Sonreí a Alex con la esperanza de que no estuviera lamentando haberse metido en ese berenjenal a una hora tan temprana.

– Oh, acabo de llegar, doctor Sachs-repuso animadamente-. He cambiado mi clase particular porque pensé que les iría bien una mano.

– Eso es genial, estoy seguro de que nos hará mucha falta. Toma, Alex, coge un bollito. Lo siento, pero como no sabía que estabas aquí solamente pedí tres cafés.

Mi padre estaba sinceramente apenado y eso me conmovió. Sabía que le costaba aceptar que su hija pequeña tuviera novio, pero hacía lo posible por no demostrarlo.

– No se preocupe, doctor Sachs. Yo también he traído algo de comer.

Y dicho eso, mi padre y mi novio se sentaron en el futón, totalmente relajados, y compartieron el desayuno.

Yo caté los bollitos salados de ambas bolsas y pensé en lo fantástico que sería volver a vivir con Lily. Hacía casi un año que habíamos terminado el college y, aunque intentábamos hablar al menos una vez al día, tenía la sensación de que apenas nos veíamos. Ahora podríamos llegar a casa y quejarnos del día que habíamos tenido, como en los viejos tiempos. Alex y mi padre hablaban de deportes (baloncesto, creo), mientras yo etiquetaba las cajas que tenía en mi habitación. Por desgracia, no había muchas: algunas con ropa de cama y almohadas, otra con álbumes de fotos y material de escritorio (aunque no tenía escritorio), artículos de maquillaje y tocador, además de un montón de guardapolvos llenos de ropa nada Runway. Apenas lo justo para justificar el uso de etiquetas. Supongo que se lo debía a la ayudante que llevaba dentro.

– Manos a la obra -dijo mi padre desde la sala.

– ¡Chist, vas a despertar a Kendra! -susurré-. Es sábado y no son más que las nueve.

Alex negó con la cabeza.

– ¿No la viste salir antes con Shanti? O por lo menos creo que era ella. Seguro que eran dos, y las dos iban con traje y no parecían muy contentas. Asómate a su habitación.

La puerta del dormitorio que lograban compartir gracias a una litera estaba entornada. La abrí un poco más. Las camas estaban impecablemente hechas, las almohadas habían sido ahuecadas y sobre ellas descansaban dos perros de peluche idénticos. Entonces caí en la cuenta de que nunca había puesto un pie en esa habitación. Durante los meses que había vivido con esas chicas, no había mantenido con ellas una conversación de más de treinta segundos seguidos. No sabía qué hacían, adonde iban, ni si tenían otros amigos. Me alegraba de irme.

Alex y papá habían limpiado los restos del desayuno y estaban trazando un plan.

– Tienes razón, no están. Creo que ni siquiera saben que me voy hoy.

– ¿Por qué no les dejas una nota? -propuso mamá-. ¿Qué te parece en tu tablero de Scrabble?

Yo había heredado la adicción de mi padre al Scrabble y él tenía la teoría de que un nuevo hogar requería un nuevo tablero.

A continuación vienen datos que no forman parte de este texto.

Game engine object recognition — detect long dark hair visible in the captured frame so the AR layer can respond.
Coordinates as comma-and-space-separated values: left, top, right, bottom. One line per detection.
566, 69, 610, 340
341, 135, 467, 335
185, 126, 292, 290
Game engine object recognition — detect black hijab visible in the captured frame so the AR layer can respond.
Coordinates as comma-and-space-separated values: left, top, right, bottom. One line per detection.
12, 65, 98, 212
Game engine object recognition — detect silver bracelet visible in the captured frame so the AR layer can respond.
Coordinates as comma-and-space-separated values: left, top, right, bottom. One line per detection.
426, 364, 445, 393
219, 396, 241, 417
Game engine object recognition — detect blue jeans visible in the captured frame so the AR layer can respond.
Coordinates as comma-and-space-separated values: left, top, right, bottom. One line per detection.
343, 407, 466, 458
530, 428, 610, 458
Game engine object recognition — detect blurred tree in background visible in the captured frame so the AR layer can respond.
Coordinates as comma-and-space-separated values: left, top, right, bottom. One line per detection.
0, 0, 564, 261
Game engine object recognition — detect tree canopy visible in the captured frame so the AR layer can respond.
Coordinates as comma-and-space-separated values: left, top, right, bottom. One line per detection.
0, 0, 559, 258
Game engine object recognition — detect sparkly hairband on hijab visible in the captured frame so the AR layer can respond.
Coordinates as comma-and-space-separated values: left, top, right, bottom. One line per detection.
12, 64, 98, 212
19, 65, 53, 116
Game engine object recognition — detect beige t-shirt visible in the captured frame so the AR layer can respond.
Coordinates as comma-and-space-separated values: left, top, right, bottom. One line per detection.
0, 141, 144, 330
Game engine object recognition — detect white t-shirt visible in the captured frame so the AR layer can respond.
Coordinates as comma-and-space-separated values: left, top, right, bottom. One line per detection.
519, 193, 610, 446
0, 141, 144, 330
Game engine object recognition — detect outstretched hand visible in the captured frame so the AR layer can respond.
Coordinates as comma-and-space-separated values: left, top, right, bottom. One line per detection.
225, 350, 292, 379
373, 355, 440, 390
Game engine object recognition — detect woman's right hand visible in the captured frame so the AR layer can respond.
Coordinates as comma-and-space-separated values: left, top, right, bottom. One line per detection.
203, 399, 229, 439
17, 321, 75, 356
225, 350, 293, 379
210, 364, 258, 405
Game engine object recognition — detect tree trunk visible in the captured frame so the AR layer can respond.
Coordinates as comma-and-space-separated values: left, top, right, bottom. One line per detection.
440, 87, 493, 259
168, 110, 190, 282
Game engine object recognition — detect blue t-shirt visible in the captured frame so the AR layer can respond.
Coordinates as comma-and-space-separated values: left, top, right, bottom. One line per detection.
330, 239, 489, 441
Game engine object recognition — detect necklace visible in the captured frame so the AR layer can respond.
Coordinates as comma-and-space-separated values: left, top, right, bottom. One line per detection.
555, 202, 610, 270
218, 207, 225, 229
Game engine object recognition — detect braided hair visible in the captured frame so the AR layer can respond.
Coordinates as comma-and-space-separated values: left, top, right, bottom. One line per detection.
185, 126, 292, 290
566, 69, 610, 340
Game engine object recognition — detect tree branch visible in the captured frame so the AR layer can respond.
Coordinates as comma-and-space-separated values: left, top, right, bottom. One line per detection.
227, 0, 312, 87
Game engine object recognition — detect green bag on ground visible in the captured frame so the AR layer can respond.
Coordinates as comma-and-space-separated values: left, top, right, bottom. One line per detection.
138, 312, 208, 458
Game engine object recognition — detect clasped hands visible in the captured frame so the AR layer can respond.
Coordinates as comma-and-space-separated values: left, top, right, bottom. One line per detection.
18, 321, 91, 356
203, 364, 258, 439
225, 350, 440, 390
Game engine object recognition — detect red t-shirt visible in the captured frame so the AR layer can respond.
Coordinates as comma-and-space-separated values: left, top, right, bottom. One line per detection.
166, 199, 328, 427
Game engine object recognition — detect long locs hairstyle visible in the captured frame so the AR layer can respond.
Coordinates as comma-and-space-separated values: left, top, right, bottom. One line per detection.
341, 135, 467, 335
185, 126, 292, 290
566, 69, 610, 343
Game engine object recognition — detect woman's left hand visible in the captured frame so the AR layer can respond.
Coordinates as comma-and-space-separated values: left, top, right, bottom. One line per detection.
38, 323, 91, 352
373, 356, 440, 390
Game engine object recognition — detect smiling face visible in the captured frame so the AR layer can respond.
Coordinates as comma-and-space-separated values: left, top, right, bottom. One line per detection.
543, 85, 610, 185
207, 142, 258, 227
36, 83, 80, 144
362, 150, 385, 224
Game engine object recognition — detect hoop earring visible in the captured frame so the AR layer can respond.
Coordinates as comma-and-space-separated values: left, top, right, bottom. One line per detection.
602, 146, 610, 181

Pasé mis últimos cinco minutos en el apartamento ordenando las fichas hasta componer la siguiente frase: «Gracias por todo y buena suerte. Un abrazo, Andy». Un total de 59 puntos. Nada mal.

Tardamos una hora en llenar ambos coches. Yo era la encargada de abrir la puerta de la calle y vigilar los vehículos mientras ellos subían al piso. Los hombres de la mudanza, que me habían cobrado más que el coste de la maldita cama, se estaban retrasando, así que papá y Alex se fueron al apartamento. Lily lo había encontrado en el Village Voice y yo todavía no lo había visto. Un día me llamó al trabajo desde su móvil y exclamó:

– ¡Lo he encontrado! ¡Lo he encontrado! ¡Es perfecto! Tiene cuarto de baño con agua corriente, suelo de madera con solo un ligero alabeo, y llevo aquí cuatro minutos y no he visto ratones ni cucarachas. ¿Puedes venir a verlo?

– ¿Estás flipada? -susurré-. Ella está aquí, lo que significa que no voy a ninguna parte.

– Tienes que venir ahora mismo. Ya sabes cómo funcionan estas cosas. He traído conmigo la carpeta.

– Lily, sé razonable. No podría abandonar la oficina ni para que me hicieran un trasplante de corazón sin que me despidieran. ¿Cómo esperas que vaya a ver un apartamento?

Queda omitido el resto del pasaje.